RMB waged a proxy fight for a board seat at entertainment firm Faith after failing last year to secure a higher price for the company’s takeover of Nippon Columbia. Hosomizu received around 20% of the votes present for his election, including RMB’s 11.7% stake. More than one-third of the stock is held by the founding family.
Yet activists may not care about winning, at least for now, if they can raise awareness about specific problems. “A few years back, shareholder meetings were quiet, but when people like us raise issues, people are aware of what’s going on at the company,” Hosomizu said. “I think, these are good things, even if funds are losing.”
Last week, Reuters reported that the Securities and Exchange Commission (SEC) shelved plans to implement a mandatory universal proxy card despite publicly saying it was still a priority. Among practitioners, the news is unsurprising given that its big proponent, former chairman Mary Jo White, left the scene and the new chairman, Jay Clayton, apparently views it as a deterrent to boosting initial public offerings.
“I think it all goes to the composition of the SEC,” Aneliya Crawford, partner in the Shareholder Activism group at Schulte Roth & Zabel, tells me. “Most of us expected that the SEC would likely not [consider mandating the universal proxy card.]”
Typically, shareholders and activist investors are in favor of a mandatory universal proxy card, as this allows investors voting remotely to choose the best candidates from both incumbent and insurgent slates instead of picking one side only. Companies argue that this would lead to an increase in proxy fights and give more power to activists. Yet this proxy season saw the use of the universal proxy card twice at companies’ initiative: SandRidge Energy in its battle with Carl Icahn and Mellanox Technologies in its confrontation with Starboard Value, although both conflicts were settled.
“There is no empirical evidence that universal proxies favor one side or the other in a proxy contest,” Amy Borrus, deputy director at Council of Institutional Investors, a non-profit organization promoting shareholder rights, tells me. “This really boils down to a fairness issue – of making sure that investors who vote by proxy have the same voting options as investors who vote in person.”
In the absence of a regulatory framework, shareholders may apply pressure on companies to change their bylaws to mandate the universal proxy card in contested elections in the name of good corporate governance. A precedent has been set by the wide adoption of proxy access, which allows big and long-term shareholders to submit a limited number of candidates for election to the board by piggybacking on the company’s corporate election machinery.
“If we see companies increasingly using universal proxies just in situations where they believe they have a tactical advantage, I think that may provoke interested shareholders to push for bylaw amendments,” Crawford remarks. Such a trend is not imminent, she acknowledges, and may involve structural difficulties as a blanket solution may not be possible. “As they say, the devil is in the details,” Crawford notes.
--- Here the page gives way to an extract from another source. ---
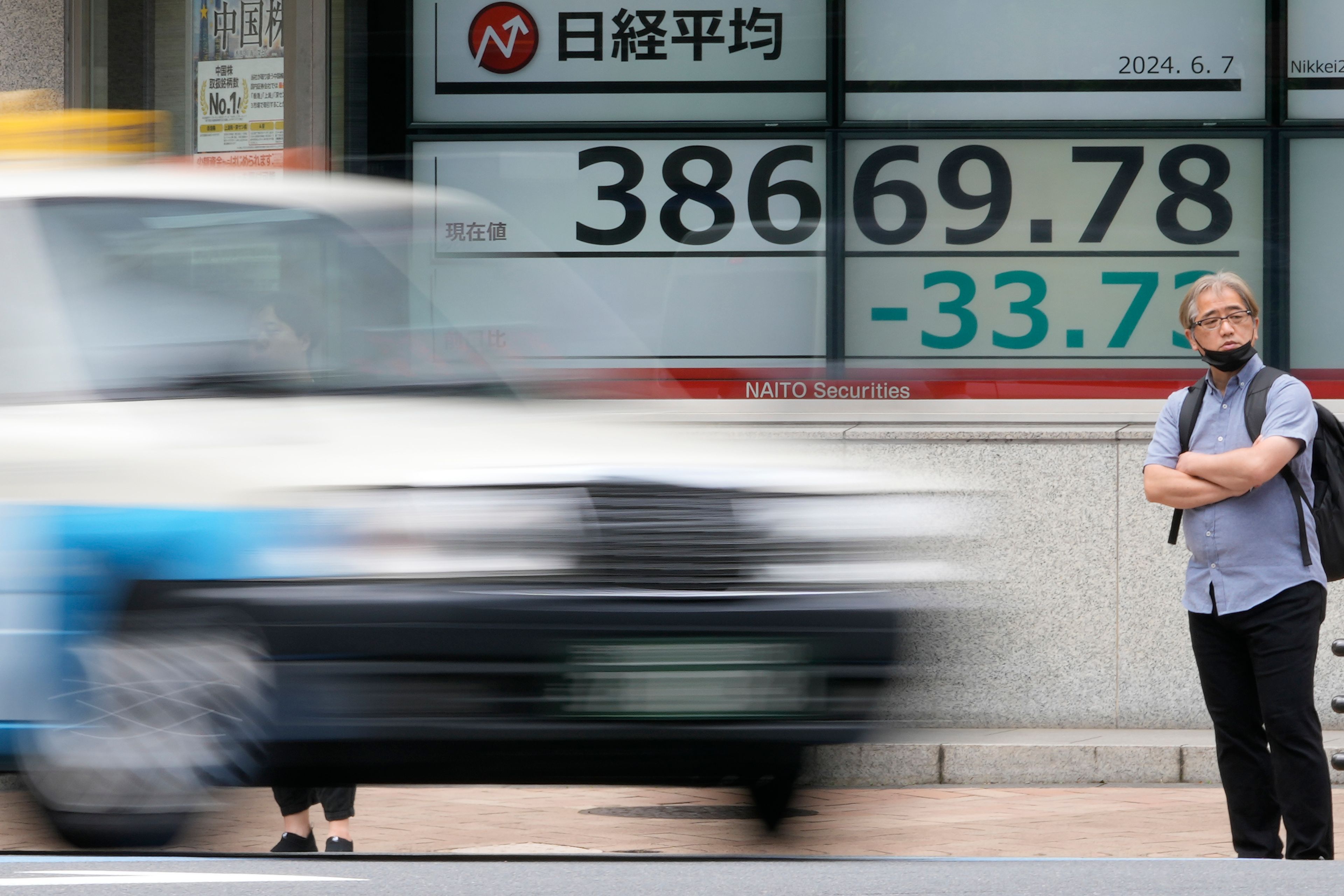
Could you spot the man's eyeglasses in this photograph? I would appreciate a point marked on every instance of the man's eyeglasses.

Quote of the week comes from Elliott Management, which publicized a letter it had sent to the board of German conglomerate ThyssenKrupp, responding to accusations - made by former Chairman Ulrich Lehner in an interview with Die Zeit - of “placing lies in public,” engaging in “psychological terror” and “harassing families and neighbors.”
“Any reasonable reader of this interview would have concluded that he was accusing Elliott of engaging in such behavior. To be clear, any such accusation is categorically untrue and is defamatory. As Professor Lehner could not have had any evidence for such accusations, we assume that he made them maliciously or, at least recklessly.”